I've searched this site for questions containing both thirteen and thirty, fourteen and forty, etc. up until I found this question about seventy. Most of the comments seem to be about using "sevenee" to emphasize 70 and using "steventeen" (with emphasis) to indicate 17. However this doesn't work for other numbers like 30 which would turn into something like "thurry".
The top answer on that question is this:
When speaking, you can distinguish between them more easily by stressing a different syllable:
- 17 = sev en TEEN
- 70 = SEV en tee
Is this the common practice? It doesn't seem to remove any ambiguity if you don't already know of the practice, but since it is the top voted answer I guess it might be the way to go.

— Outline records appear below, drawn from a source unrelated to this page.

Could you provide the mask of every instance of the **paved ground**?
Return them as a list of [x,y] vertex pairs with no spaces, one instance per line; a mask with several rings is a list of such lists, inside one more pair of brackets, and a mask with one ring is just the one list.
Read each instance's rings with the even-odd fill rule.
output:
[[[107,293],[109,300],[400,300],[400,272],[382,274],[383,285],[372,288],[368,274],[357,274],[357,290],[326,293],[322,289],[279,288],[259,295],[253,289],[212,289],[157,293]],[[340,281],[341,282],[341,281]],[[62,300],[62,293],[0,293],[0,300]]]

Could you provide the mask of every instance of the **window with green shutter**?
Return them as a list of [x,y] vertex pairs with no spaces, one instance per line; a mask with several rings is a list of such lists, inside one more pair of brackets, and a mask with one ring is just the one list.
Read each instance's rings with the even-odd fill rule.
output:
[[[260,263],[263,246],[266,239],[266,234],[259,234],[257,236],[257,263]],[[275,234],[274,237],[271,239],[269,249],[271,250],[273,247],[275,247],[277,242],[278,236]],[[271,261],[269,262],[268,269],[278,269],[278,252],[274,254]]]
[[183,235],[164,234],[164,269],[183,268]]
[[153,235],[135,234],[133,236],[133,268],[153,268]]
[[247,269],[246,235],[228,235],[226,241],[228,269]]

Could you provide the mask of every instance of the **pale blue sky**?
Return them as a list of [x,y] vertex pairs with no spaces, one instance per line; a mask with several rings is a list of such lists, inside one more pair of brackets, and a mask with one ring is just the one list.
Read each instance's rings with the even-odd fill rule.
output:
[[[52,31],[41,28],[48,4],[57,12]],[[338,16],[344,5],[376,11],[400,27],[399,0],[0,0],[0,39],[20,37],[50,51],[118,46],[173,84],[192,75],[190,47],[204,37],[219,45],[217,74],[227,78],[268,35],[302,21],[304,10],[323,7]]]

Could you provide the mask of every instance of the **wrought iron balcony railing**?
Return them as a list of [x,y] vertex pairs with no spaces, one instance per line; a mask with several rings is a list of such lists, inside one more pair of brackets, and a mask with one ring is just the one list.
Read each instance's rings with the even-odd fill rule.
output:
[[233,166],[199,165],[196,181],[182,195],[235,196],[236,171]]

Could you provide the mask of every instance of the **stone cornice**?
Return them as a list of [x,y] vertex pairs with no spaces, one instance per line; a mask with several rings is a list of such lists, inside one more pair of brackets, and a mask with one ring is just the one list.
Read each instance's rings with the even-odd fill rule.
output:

In another, unrelated question I found this relevant remark in an answer:
Sometimes, it is helpful to read numbers digit by digit for clarity. For example, "fifteen" and "fifty" sound alike, so in aviation, such numbers are spoken as "one-five" and "five-zero", respectively; 1500 is "one-five-hundred".
But doing that in informal conversation? You would sound weird, and you probably wouldn't be understood. You could say it redundantly "fifteen (that's one-five)".
Which makes more sense to me as a non-native speaker. I'm assuming that even with a perfect pronunciation (which I don't think I have), there are still going to be cases where background noise (mainly when communicating with someone not next to you) or audio quality will cause it to become unclear anyway, but I might be wrong in that.
What's the way to go about this, keeping in mind that:
- I'll talk with a lot of non-native speakers who might not be used to some common practice; and
- still wanting to be clear (and not sounding silly or condescending) to native speakers?
Should I use different approaches for different numbers, like "sevenee" for 70 and "thirty like three-oh" for 30? What about other numbers?